Esta é a primeira vez que bancos comerciais globais adotam políticas que excluem o financiamento de atividades extrativistas na floresta amazônica. Esses compromissos representam o fim das atuais grandes fontes de financiamento ao comércio de petróleo na Amazônia, uma vez que esses três bancos foram responsáveis ​​conjuntamente por mais de 50% dos financiamentos concedidos na última década.

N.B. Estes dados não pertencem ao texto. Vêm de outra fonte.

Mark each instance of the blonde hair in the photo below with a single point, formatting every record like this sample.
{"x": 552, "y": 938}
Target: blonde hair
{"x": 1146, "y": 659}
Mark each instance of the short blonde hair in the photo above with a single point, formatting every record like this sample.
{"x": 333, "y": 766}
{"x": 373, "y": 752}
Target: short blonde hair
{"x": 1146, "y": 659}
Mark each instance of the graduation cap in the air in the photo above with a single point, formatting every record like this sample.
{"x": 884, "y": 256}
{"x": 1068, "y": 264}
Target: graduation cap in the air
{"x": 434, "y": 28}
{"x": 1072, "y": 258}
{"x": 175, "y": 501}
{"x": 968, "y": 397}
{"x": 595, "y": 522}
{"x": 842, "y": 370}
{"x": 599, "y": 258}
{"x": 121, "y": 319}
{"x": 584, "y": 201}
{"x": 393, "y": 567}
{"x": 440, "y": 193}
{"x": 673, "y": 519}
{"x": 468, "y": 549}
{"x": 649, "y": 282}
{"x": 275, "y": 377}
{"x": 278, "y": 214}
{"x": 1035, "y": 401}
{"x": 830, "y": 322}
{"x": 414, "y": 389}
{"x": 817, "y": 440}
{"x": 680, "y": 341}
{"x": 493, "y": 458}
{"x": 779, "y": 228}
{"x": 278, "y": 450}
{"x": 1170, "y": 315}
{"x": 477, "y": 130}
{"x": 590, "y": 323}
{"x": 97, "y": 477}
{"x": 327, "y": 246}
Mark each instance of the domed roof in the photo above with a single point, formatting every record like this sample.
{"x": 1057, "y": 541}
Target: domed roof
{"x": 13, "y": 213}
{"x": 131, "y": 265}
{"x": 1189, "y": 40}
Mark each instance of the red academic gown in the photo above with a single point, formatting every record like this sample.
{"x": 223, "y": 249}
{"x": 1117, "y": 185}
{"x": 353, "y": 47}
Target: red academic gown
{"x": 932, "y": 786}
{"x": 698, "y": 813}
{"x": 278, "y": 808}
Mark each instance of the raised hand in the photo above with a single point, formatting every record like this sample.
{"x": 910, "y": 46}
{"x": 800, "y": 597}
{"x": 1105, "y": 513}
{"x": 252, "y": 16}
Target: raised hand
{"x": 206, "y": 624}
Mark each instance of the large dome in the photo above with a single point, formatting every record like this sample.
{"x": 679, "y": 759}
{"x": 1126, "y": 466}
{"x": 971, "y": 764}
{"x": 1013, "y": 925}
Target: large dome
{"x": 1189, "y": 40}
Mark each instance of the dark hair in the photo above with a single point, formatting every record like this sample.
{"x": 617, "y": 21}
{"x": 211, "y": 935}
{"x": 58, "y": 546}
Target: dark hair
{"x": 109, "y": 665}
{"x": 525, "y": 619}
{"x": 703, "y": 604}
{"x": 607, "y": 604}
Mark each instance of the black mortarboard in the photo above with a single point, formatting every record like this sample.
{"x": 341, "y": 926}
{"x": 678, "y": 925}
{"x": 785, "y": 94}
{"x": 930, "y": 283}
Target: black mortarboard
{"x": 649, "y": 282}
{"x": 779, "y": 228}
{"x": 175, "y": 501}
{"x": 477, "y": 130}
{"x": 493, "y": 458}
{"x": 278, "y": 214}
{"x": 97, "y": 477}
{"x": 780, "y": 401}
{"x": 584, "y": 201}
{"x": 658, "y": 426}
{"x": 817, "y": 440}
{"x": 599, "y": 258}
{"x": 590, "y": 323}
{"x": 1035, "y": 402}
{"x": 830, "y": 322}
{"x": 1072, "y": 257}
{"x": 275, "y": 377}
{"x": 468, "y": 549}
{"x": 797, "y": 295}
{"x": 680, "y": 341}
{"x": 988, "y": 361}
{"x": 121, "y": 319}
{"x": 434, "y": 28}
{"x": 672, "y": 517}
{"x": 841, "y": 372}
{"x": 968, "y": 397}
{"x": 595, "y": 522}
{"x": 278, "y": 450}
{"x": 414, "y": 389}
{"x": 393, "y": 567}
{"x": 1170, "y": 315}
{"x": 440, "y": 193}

Esses compromissos vêm em resposta direta à divulgação de um relatório, em agosto de 2020, pelas organizações Stand.earth e Amazon Watch, que expõe como os bancos europeus financiaram o comércio de $10 bilhões de dólares em petróleo da região das Bacias Sagradas da Amazônia aos EUA. O relatório critica os bancos por adotarem medidas contraditórias ao promoverem compromissos de sustentabilidade corporativa, ao mesmo tempo em que comercializa o petróleo da Amazônia, que contribui para a mudança climática e tem impactos diretos sobre os povos indígenas. Em 27 de novembro de 2020, um derramamento de óleo no rio Shiripuno impactou várias comunidades indígenas Waorani, chegando em regiões onde vivem povos indígenas em isolamento voluntário.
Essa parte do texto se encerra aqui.